The study offered a couple of explanations for that inconvenient truth: vaccine waning and healthier individuals being more likely to be unvaccinated. There are two very serious problems with that:
- Conventional wisdom is that unvaccinated individuals are, on average, unhealthier than those who get vaccinated. However, the Lancet’s peer-reviewers obviously didn’t bat an eyelid at a study which tries to explain an inconvenient truth by claiming the complete opposite.
- The Lancet’s peer-reviewers didn’t think to ask whether another explanation might be immune degradation resulting from the Covid vaccines. I think that’s an obvious question and I’m just an Engineer and Safety Manager.
My takeaways from the excess death debate were therefore:
- The Government needs urgently to get on with the investigation into excess deaths which it readily agrees is required. Deferral of the Covid Inquiry Module 4 (Vaccines and Therapeutics) – which Andrew Bridgen mentioned in his speech – indicates the opposite.

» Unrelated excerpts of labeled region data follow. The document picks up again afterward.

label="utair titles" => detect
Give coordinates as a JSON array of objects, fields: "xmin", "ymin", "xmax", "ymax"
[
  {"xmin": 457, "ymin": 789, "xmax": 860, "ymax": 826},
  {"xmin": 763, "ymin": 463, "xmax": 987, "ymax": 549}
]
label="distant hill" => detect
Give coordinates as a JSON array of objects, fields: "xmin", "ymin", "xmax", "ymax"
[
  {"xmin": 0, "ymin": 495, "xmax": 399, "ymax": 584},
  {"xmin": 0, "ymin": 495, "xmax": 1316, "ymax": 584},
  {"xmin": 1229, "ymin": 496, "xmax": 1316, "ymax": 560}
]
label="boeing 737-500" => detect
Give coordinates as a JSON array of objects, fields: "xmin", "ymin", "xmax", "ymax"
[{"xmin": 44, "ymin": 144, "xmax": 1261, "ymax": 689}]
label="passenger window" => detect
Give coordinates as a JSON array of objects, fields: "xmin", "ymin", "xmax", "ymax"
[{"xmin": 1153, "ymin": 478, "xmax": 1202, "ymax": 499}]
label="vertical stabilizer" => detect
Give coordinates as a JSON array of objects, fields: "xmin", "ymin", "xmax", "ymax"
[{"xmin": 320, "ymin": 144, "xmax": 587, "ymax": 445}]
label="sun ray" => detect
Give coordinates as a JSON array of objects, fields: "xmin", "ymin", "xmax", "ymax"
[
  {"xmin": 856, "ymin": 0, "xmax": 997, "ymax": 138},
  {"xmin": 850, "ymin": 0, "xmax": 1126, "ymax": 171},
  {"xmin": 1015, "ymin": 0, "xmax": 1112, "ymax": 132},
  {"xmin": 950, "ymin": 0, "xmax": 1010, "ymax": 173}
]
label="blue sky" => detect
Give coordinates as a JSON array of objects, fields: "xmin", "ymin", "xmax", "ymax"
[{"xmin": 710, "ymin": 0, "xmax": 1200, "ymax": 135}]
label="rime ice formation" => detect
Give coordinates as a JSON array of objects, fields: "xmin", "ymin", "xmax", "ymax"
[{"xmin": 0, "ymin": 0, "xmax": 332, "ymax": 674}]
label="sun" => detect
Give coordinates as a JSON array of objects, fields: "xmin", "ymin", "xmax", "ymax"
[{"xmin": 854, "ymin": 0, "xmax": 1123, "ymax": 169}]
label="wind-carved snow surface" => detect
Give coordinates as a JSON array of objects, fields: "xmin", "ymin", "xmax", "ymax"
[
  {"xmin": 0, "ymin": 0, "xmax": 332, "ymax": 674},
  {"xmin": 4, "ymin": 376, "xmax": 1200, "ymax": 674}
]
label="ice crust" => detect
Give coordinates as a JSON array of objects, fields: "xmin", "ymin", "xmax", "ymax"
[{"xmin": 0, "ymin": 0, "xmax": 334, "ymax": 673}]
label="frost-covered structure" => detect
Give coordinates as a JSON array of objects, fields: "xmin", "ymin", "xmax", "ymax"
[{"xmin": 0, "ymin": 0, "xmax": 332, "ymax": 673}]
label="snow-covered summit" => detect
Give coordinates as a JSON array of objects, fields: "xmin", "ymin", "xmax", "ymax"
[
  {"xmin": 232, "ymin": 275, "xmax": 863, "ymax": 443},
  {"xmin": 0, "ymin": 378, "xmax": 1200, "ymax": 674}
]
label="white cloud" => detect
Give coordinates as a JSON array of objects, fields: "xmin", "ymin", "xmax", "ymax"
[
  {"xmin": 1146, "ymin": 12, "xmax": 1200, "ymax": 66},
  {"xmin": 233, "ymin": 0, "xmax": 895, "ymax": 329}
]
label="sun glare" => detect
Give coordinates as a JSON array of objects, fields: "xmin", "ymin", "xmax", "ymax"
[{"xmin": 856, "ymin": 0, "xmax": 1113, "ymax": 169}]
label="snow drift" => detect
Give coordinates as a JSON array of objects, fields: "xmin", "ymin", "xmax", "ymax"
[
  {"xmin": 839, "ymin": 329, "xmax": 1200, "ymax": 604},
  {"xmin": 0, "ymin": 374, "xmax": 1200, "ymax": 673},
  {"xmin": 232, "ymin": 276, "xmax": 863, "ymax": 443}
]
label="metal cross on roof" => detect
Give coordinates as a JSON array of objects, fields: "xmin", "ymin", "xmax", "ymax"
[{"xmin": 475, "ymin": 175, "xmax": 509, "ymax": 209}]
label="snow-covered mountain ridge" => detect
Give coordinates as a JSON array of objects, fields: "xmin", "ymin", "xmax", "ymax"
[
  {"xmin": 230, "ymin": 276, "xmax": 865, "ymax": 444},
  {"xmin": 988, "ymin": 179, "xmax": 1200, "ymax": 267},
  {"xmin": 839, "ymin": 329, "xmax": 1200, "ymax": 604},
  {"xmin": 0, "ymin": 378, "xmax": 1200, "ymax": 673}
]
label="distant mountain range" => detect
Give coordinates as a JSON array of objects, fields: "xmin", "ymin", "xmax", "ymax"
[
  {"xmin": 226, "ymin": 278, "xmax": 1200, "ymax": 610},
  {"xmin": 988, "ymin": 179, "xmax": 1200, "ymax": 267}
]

- There is something seriously wrong when the Government releases our health data to Big Pharma but won’t release thrm to us.
- MPs who quote studies should actually read them, not rely on the mainstream media headlines.
- The Lancet, once one of the most respected medical journals, should hang its head in shame.
Until Nick retired a few years ago, he was a Senior Civil Servant in the Ministry of Defence responsible for the safety and effectiveness of ammunition used by the Armed Forces. He is co-author of the Perseus Group report on U.K. medicines regulator the MHRA.